Synopsis

Weather events and their impact on human health and economy in the US have been recorded by NOAA. NOAA has made available the data from 1950 to 2011 for analysis. This report presents the analysis of this data with the objective of understanding the cost of these weather events on human health and economy.

The data contains a record of approximately a million events over six decades. The data is explored by year of event and event type to identify high impact event types. The impact is measured through fatality count and injury count to asses the human health cost and through property and crop damage to asses economic cost.

The analysis has shown that twelve event types are responsible for 85% of the fatalities. The event types - Tornado, excessive heat/heat and flash flood/flood, are responsible for over 10,000 deaths out of the total 15,000 deaths during the analysis period.

On economic front, the top 9 event types account for over 90% of the damage to property and crops. Again, Tornado and flash flood are shown to be the primary causes of damage. In addition, hail and wind also cause significant damage.

A further analysis of geographical/localised aspect of certain weather events is recommended which is not included in this project due to time constraints.

Data Processing

The data is available in the form of CSV files. The file is loaded using read.csv function.

The variables included in this dataset that are of interest in the current analysis are

  1. BGN_DATE: Date the event started. This is stored as date datatype after loading into the dataframe.
  2. EVTYPE: The event type such as Tornado, Hail, Flood etc.
  3. FATALITIES: Number of death attributable to the event
  4. INJURIES: Number of persons injured during the event
  5. PROPDMG: Property damage in US$
  6. CROPDMG: Crop damage in US$
  7. BGN_YEAR: Year derived from the variable BGN_DATE
  8. DAMAGE: sum of PROPDMG and CROPDMG for the event
library(dplyr)
## Warning: package 'dplyr' was built under R version 3.1.3
## 
## Attaching package: 'dplyr'
## 
## The following object is masked from 'package:stats':
## 
##     filter
## 
## The following objects are masked from 'package:base':
## 
##     intersect, setdiff, setequal, union
library(lattice)
## Warning: package 'lattice' was built under R version 3.1.3
StormData <- read.csv("repdata_data_StormData.csv", sep=",", header=TRUE)
StormData$BGN_DATE <- as.Date(as.character(StormData$BGN_DATE), "%m/%d/%Y")
StormData$BGN_YEAR <- as.numeric(as.character(StormData$BGN_DATE, "%Y"))
StormData$DAMAGE <- StormData[,"PROPDMG"] + StormData[,"CROPDMG"]

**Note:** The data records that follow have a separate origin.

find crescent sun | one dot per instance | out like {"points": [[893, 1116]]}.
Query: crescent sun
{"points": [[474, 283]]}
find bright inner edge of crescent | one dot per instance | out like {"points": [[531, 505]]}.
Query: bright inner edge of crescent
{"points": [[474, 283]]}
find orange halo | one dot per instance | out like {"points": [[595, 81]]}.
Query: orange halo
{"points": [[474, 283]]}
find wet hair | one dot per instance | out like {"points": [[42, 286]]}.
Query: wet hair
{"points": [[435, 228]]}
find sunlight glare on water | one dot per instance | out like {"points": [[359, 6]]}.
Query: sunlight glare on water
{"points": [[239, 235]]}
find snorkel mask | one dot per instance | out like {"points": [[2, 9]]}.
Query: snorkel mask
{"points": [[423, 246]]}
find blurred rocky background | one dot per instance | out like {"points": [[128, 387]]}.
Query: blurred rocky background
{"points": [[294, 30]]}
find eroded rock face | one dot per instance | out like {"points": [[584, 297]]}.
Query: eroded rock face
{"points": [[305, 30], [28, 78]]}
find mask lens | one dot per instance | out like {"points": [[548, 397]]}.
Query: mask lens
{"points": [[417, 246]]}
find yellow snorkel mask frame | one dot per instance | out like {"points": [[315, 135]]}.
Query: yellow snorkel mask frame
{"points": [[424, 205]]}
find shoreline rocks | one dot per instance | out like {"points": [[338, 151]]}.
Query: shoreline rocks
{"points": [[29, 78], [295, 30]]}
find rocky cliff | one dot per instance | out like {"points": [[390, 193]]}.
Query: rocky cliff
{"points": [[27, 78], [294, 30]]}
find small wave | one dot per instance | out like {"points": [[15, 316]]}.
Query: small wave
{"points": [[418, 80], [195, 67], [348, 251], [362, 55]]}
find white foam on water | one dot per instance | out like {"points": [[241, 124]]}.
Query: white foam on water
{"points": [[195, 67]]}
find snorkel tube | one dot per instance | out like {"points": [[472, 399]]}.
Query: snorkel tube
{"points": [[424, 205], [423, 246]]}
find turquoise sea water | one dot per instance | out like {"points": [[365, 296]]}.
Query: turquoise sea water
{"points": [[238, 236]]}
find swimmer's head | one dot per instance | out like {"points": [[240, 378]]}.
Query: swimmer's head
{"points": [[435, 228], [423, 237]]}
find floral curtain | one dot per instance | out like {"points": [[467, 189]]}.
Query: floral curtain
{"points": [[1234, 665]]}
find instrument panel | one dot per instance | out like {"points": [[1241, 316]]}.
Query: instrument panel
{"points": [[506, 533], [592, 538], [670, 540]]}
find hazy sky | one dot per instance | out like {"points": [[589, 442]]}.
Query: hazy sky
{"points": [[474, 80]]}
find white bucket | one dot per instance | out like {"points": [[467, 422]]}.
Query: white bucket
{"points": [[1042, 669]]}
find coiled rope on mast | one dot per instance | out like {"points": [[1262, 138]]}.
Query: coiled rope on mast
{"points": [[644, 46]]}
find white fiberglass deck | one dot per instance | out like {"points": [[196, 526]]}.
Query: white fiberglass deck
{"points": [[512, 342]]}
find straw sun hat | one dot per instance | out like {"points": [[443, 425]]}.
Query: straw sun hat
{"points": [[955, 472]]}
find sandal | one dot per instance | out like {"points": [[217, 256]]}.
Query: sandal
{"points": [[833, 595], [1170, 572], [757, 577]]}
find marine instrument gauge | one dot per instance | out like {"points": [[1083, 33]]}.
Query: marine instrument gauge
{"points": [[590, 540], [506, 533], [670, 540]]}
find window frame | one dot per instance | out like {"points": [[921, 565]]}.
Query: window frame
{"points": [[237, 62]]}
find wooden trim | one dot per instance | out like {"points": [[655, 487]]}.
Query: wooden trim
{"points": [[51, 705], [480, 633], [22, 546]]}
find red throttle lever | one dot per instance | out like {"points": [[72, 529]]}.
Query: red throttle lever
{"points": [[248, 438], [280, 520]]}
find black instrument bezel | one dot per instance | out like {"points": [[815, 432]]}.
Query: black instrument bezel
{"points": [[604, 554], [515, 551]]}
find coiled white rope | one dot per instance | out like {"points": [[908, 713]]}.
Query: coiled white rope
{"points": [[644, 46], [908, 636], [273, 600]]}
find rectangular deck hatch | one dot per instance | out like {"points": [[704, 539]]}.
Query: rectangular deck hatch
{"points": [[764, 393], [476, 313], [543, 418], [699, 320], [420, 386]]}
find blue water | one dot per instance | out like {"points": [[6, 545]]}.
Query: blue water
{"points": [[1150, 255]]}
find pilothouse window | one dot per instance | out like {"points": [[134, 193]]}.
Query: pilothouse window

print(paste("Total events   ", nrow(StormData), sep=":"))
## [1] "Total events   :902297"
print(paste("Fatalities     ", sum(StormData$FATALITIES), sep=":"))
## [1] "Fatalities     :15145"
print(paste("Injuries       ", sum(StormData$INJURIES), sep=":"))
## [1] "Injuries       :140528"
print(paste("Property Damage", sum(StormData$PROPDMG), sep=":"))
## [1] "Property Damage:10884500.01"
print(paste("Crop Damage    ", sum(StormData$CROPDMG), sep=":"))
## [1] "Crop Damage    :1377827.32"

Exploratory analysis for human cost

The data is summarised by year and event type for exploratory analysis of human cost.

StormDataSummaryByYear <- aggregate(StormData[, c("FATALITIES","INJURIES")]
                                    , list(StormData[,"BGN_YEAR"], StormData[,"EVTYPE"] )
                                    , sum
                                    , na.rm=TRUE
                                    ) 
colnames(StormDataSummaryByYear) <- c("BGN_YEAR", "EVTYPE", "FATALITIES", "INJURIES")

StormDataSummaryHealthByType <- aggregate(StormDataSummaryByYear[, c("FATALITIES","INJURIES")]
                                    , list(StormDataSummaryByYear[,"EVTYPE"])
                                    , sum
                                    , na.rm=TRUE
                                    ) 
colnames(StormDataSummaryHealthByType) <- c("EVTYPE", "FATALITIES", "INJURIES")
StormDataSummaryHealthByType <- StormDataSummaryHealthByType[order(StormDataSummaryHealthByType$FATALITIES, decreasing=TRUE),]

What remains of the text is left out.